Pope in his book: RCC welcomes everyone, including gays and trans people
In his autobiography, the Pontiff dedicates several pages to describing his interactions with LGBT individuals.
On January 14, 2025, Pope Francis's autobiographical book, Hope: The Autobiography, was released, featuring several pages addressing the Pope's meetings with LGBT individuals and his reflections on the Catholic Church's attitude toward such people. This was reported by the Catholic LGBT resource Outreach.
Specifically, Pope Francis writes about one of his encounters with transgender individuals, recalling how they left in tears after he held their hands and embraced them.
“As if I had done something exceptional for them,” the Pontiff writes. “But they are daughters of God!”
Francis added that transgender individuals should have access to the sacraments just like any other believer and reiterated his stance that they are allowed to be baptized, serve as godparents, or act as witnesses at weddings.
“They can receive baptism on the same conditions as other believers and can perform the responsibilities of godparents on the same conditions as others, and likewise be witnesses to a marriage,” he writes. “No provision of canonical law forbids it.”
Speaking about gay people more broadly, the Pope writes:
“God the Father loves them with the same unconditional love, He loves them as they are, and He accompanies them in the same way that He does with all of us: being close by, merciful, and tender.”
Reflecting on Amoris Laetitia, the 2016 apostolic exhortation on family life, which opened the door to communion for Catholics in non-traditional situations – including divorced and remarried individuals, as well as those in same-sex relationships – Pope Francis stated that “sexual sins tend to cause more of an outcry from some people.”

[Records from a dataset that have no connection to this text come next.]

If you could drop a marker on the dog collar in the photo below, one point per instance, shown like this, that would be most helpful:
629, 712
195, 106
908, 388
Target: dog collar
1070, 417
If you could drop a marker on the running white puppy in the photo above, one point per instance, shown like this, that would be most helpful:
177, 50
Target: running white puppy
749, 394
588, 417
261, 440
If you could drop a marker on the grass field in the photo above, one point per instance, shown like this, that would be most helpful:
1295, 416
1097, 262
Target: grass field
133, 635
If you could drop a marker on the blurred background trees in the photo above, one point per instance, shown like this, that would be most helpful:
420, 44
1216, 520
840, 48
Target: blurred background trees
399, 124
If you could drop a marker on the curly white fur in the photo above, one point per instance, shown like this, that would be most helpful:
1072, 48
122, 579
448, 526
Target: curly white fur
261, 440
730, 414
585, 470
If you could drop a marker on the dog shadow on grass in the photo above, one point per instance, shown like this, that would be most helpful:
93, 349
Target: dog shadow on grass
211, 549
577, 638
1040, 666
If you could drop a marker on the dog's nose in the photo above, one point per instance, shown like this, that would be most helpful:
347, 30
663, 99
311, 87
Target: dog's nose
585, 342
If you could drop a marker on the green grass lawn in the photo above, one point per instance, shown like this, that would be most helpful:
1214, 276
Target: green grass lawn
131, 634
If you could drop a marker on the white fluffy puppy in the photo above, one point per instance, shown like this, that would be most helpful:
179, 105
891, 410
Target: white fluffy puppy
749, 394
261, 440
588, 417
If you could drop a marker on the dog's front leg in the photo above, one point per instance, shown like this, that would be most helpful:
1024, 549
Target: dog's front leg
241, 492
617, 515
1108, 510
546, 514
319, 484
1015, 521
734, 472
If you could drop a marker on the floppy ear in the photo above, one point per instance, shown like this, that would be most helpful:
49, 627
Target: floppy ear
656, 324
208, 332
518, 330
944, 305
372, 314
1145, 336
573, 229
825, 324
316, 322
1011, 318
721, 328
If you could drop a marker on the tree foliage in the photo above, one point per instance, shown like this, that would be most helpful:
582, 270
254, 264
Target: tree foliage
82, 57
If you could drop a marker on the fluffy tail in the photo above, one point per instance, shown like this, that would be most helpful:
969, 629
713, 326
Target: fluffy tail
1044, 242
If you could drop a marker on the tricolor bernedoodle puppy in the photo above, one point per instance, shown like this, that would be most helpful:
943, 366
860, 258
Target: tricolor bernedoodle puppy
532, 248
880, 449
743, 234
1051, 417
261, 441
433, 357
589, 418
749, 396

“But they are really not the most serious. They are human sins, of the flesh,” Francis wrote, emphasizing that pride, hatred, lies, fraud, and abuse of power are graver sins.
He lamented the double standards often applied when it comes to the Church's blessings.
"It is strange that nobody worries about the blessing of an entrepreneur who exploits people, and this is a grave sin, or about someone who pollutes our common home,” he writes, “while there’s a public scandal if the pope blesses a divorced woman or a homosexual.”
Earlier, the UOJ reported that the Vatican had permitted homosexuals to become priests.